The owner of SK Energy, one of South Korea’s leading refineries, SK Innovation will invest in new growth opportunities and business innovations, Reuters reported.

Under the strategy, SK Innovation would target its continued investment on mergers and acquisitions in oil exploration and chemicals segments. Besides, it plans to expand its battery facilities.

In September, SK Innovation revealed its intentions to expand its operations in China by forning joint ventures or mergers and acquisitions of Chinese chemical companies.

Its subsidiary SK Global Chemical, in 2013, had invested a sum of 3.3tn won ($3bn) to form a joint venture named Sinopec-SK Wutan Petrochemical.

In April last year, the Korean company announced its plans to establish electric vehicle battery plants in China.
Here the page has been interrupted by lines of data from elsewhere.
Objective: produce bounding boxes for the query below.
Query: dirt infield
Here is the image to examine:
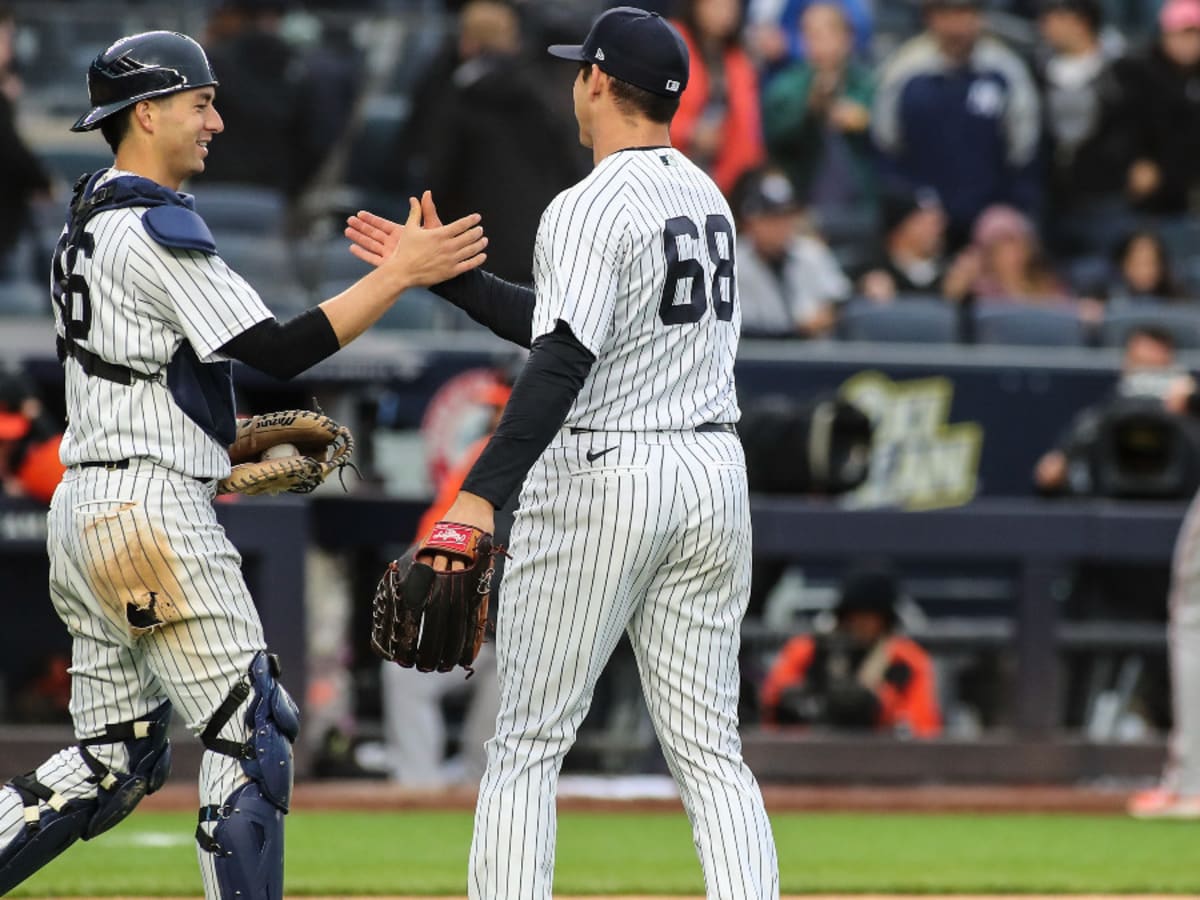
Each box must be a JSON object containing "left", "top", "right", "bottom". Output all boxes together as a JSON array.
[{"left": 140, "top": 780, "right": 1137, "bottom": 815}]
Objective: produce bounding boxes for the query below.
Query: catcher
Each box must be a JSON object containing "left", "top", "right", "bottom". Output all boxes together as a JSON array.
[{"left": 0, "top": 29, "right": 488, "bottom": 900}]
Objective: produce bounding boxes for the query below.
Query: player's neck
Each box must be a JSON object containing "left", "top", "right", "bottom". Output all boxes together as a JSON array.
[
  {"left": 113, "top": 148, "right": 184, "bottom": 192},
  {"left": 590, "top": 122, "right": 672, "bottom": 166}
]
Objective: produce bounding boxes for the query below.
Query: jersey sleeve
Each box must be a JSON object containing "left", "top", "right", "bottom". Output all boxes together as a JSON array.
[
  {"left": 145, "top": 242, "right": 274, "bottom": 362},
  {"left": 530, "top": 190, "right": 628, "bottom": 356}
]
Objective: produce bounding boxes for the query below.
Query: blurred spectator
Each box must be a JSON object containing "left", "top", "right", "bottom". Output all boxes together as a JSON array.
[
  {"left": 419, "top": 0, "right": 589, "bottom": 284},
  {"left": 734, "top": 166, "right": 851, "bottom": 338},
  {"left": 0, "top": 5, "right": 50, "bottom": 279},
  {"left": 760, "top": 566, "right": 942, "bottom": 737},
  {"left": 1034, "top": 325, "right": 1183, "bottom": 495},
  {"left": 0, "top": 366, "right": 64, "bottom": 504},
  {"left": 1036, "top": 0, "right": 1141, "bottom": 257},
  {"left": 1119, "top": 0, "right": 1200, "bottom": 215},
  {"left": 380, "top": 374, "right": 511, "bottom": 788},
  {"left": 856, "top": 185, "right": 948, "bottom": 302},
  {"left": 762, "top": 2, "right": 877, "bottom": 221},
  {"left": 201, "top": 0, "right": 352, "bottom": 200},
  {"left": 1106, "top": 229, "right": 1189, "bottom": 304},
  {"left": 745, "top": 0, "right": 873, "bottom": 72},
  {"left": 872, "top": 0, "right": 1041, "bottom": 249},
  {"left": 671, "top": 0, "right": 766, "bottom": 195},
  {"left": 942, "top": 204, "right": 1068, "bottom": 303}
]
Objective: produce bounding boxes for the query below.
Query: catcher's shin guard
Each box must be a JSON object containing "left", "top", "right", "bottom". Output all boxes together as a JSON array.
[
  {"left": 197, "top": 651, "right": 299, "bottom": 900},
  {"left": 0, "top": 701, "right": 173, "bottom": 894}
]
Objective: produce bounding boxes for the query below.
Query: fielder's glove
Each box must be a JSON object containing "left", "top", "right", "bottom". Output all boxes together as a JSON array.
[
  {"left": 371, "top": 522, "right": 501, "bottom": 676},
  {"left": 217, "top": 410, "right": 354, "bottom": 496}
]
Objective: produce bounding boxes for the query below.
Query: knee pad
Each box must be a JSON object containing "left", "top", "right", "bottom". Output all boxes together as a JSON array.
[
  {"left": 196, "top": 652, "right": 299, "bottom": 900},
  {"left": 199, "top": 781, "right": 286, "bottom": 900},
  {"left": 80, "top": 700, "right": 173, "bottom": 838},
  {"left": 0, "top": 701, "right": 172, "bottom": 895}
]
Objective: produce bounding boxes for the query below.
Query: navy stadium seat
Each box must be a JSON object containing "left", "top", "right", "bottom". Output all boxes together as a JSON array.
[
  {"left": 972, "top": 303, "right": 1088, "bottom": 347},
  {"left": 837, "top": 297, "right": 960, "bottom": 344},
  {"left": 1100, "top": 304, "right": 1200, "bottom": 349}
]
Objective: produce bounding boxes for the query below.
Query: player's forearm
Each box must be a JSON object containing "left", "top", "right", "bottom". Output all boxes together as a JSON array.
[
  {"left": 319, "top": 265, "right": 412, "bottom": 347},
  {"left": 432, "top": 269, "right": 535, "bottom": 348},
  {"left": 220, "top": 308, "right": 341, "bottom": 380},
  {"left": 461, "top": 323, "right": 595, "bottom": 508}
]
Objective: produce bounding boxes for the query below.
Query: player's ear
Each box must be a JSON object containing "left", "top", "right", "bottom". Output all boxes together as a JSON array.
[{"left": 133, "top": 99, "right": 156, "bottom": 134}]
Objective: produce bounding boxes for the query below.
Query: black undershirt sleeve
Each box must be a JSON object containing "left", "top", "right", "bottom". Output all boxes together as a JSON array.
[
  {"left": 461, "top": 321, "right": 596, "bottom": 509},
  {"left": 218, "top": 307, "right": 341, "bottom": 380},
  {"left": 431, "top": 269, "right": 536, "bottom": 349}
]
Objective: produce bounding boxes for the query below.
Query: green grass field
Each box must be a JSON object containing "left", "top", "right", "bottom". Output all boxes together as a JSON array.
[{"left": 10, "top": 810, "right": 1200, "bottom": 896}]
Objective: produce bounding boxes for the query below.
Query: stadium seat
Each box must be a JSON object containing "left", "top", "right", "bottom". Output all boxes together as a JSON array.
[
  {"left": 190, "top": 183, "right": 287, "bottom": 235},
  {"left": 0, "top": 281, "right": 48, "bottom": 316},
  {"left": 837, "top": 297, "right": 961, "bottom": 344},
  {"left": 972, "top": 304, "right": 1088, "bottom": 347},
  {"left": 1100, "top": 305, "right": 1200, "bottom": 349},
  {"left": 38, "top": 145, "right": 113, "bottom": 185}
]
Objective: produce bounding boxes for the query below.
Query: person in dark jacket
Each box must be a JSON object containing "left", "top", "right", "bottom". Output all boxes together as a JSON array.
[
  {"left": 421, "top": 0, "right": 589, "bottom": 284},
  {"left": 872, "top": 0, "right": 1041, "bottom": 249},
  {"left": 200, "top": 0, "right": 349, "bottom": 199},
  {"left": 0, "top": 5, "right": 50, "bottom": 278},
  {"left": 1036, "top": 0, "right": 1141, "bottom": 256},
  {"left": 1119, "top": 0, "right": 1200, "bottom": 216}
]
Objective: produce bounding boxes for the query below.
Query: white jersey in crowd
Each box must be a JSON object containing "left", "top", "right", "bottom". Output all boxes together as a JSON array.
[
  {"left": 530, "top": 146, "right": 741, "bottom": 430},
  {"left": 53, "top": 169, "right": 272, "bottom": 480}
]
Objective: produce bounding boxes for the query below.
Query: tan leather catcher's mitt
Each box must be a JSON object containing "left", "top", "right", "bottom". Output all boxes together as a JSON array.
[{"left": 217, "top": 410, "right": 354, "bottom": 496}]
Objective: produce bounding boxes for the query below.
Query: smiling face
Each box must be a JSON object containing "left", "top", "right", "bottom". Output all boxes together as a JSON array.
[{"left": 149, "top": 86, "right": 223, "bottom": 185}]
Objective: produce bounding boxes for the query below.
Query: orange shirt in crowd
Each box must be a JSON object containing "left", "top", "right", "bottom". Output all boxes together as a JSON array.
[
  {"left": 670, "top": 22, "right": 765, "bottom": 196},
  {"left": 760, "top": 633, "right": 942, "bottom": 737}
]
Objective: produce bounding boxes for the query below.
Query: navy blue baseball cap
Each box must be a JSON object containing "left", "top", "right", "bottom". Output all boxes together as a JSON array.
[{"left": 548, "top": 6, "right": 690, "bottom": 99}]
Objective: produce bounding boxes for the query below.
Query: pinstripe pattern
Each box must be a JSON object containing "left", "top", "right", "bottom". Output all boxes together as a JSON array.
[
  {"left": 56, "top": 169, "right": 272, "bottom": 480},
  {"left": 531, "top": 148, "right": 741, "bottom": 432},
  {"left": 0, "top": 169, "right": 274, "bottom": 899},
  {"left": 1165, "top": 489, "right": 1200, "bottom": 795},
  {"left": 470, "top": 148, "right": 777, "bottom": 898}
]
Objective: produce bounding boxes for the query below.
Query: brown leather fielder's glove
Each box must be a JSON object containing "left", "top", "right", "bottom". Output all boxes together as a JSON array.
[
  {"left": 371, "top": 522, "right": 499, "bottom": 675},
  {"left": 217, "top": 410, "right": 354, "bottom": 496}
]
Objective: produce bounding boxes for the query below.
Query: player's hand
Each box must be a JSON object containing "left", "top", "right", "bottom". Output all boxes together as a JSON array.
[
  {"left": 418, "top": 491, "right": 495, "bottom": 573},
  {"left": 346, "top": 197, "right": 487, "bottom": 285}
]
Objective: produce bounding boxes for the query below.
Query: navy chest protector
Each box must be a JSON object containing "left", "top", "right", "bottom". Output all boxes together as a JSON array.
[{"left": 54, "top": 170, "right": 237, "bottom": 446}]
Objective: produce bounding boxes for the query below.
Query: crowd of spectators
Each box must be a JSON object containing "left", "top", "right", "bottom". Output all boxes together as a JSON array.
[{"left": 3, "top": 0, "right": 1200, "bottom": 345}]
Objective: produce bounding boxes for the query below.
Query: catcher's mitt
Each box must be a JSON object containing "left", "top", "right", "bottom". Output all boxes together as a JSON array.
[
  {"left": 217, "top": 410, "right": 354, "bottom": 496},
  {"left": 371, "top": 522, "right": 499, "bottom": 675}
]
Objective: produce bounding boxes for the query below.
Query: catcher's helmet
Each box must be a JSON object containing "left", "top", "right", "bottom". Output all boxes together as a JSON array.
[{"left": 71, "top": 31, "right": 218, "bottom": 133}]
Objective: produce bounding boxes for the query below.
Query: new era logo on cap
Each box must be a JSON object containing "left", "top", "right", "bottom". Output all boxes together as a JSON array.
[{"left": 547, "top": 6, "right": 690, "bottom": 99}]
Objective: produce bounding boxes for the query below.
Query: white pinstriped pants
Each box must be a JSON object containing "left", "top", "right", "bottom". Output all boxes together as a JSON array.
[
  {"left": 0, "top": 463, "right": 264, "bottom": 898},
  {"left": 469, "top": 429, "right": 779, "bottom": 899},
  {"left": 1165, "top": 488, "right": 1200, "bottom": 796}
]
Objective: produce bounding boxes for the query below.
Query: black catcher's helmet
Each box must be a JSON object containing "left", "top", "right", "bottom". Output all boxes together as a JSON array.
[{"left": 71, "top": 31, "right": 218, "bottom": 133}]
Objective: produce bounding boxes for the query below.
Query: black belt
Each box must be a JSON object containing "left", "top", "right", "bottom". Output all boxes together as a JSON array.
[
  {"left": 570, "top": 423, "right": 736, "bottom": 435},
  {"left": 78, "top": 459, "right": 212, "bottom": 485}
]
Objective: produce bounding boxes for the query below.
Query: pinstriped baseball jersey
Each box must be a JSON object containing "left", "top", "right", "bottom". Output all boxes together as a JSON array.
[
  {"left": 470, "top": 143, "right": 778, "bottom": 898},
  {"left": 53, "top": 168, "right": 272, "bottom": 479},
  {"left": 531, "top": 147, "right": 740, "bottom": 431}
]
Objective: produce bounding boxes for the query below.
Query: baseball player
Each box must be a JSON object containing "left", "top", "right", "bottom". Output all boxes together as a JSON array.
[
  {"left": 0, "top": 31, "right": 485, "bottom": 899},
  {"left": 1129, "top": 372, "right": 1200, "bottom": 819},
  {"left": 347, "top": 7, "right": 779, "bottom": 897}
]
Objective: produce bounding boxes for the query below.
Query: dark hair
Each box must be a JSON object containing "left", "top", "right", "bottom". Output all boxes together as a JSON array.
[
  {"left": 677, "top": 0, "right": 744, "bottom": 50},
  {"left": 1126, "top": 324, "right": 1176, "bottom": 353},
  {"left": 579, "top": 62, "right": 680, "bottom": 125},
  {"left": 1113, "top": 229, "right": 1181, "bottom": 299},
  {"left": 98, "top": 106, "right": 133, "bottom": 154}
]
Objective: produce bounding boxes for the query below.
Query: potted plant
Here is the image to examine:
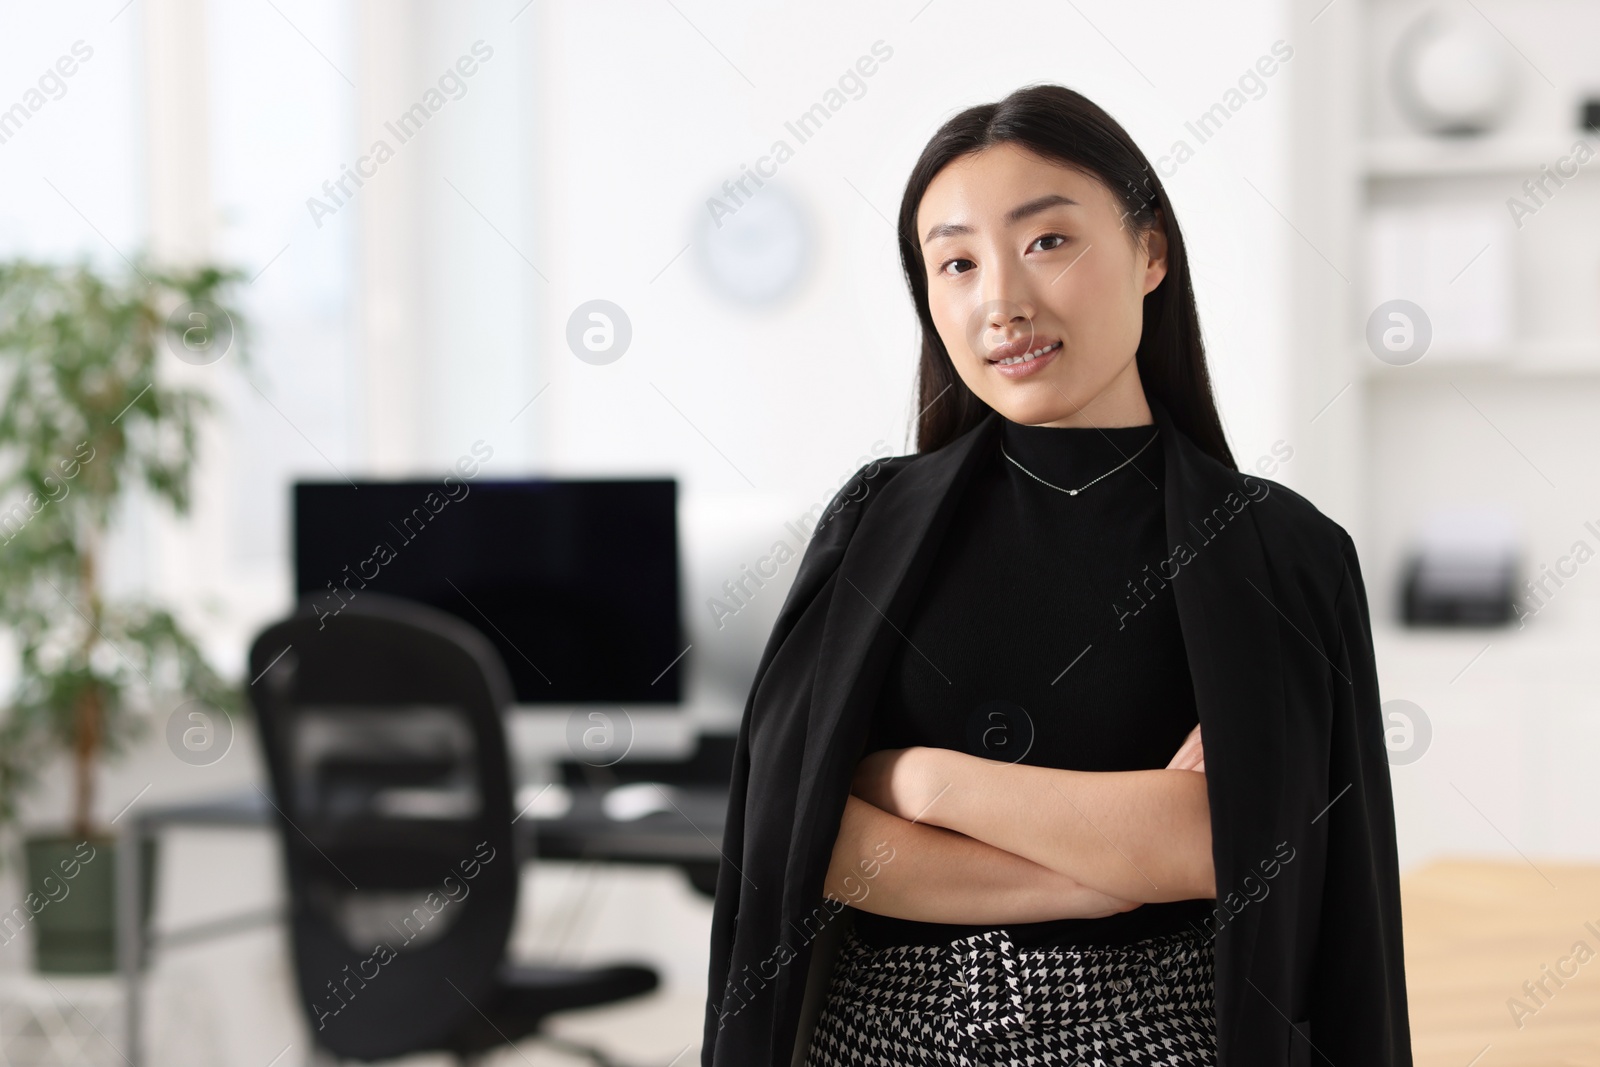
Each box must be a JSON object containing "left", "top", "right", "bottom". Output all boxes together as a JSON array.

However, it had to hold back on the plans due to regulatory problems in the region, two company officials told the publication.

Howver, the company plans to increase its battery production by expanding its battery facilities in its home country.

SK Innovation is planning to establish two more production units in Seosan in South Korean province of South Chungcheong to increase its battery production for electric vehicles, reported Pulse.

The Korean company is also likely to grow its employee strength by around 1,200 in the next five years as per the publication.

As part of its investment plans, the company, through SK Global Chemical, is seeking  to buy a stake from BP in the latter’s joint venture Shanghai SECCO Petrochemical Company formed with China’s Sinopec Group.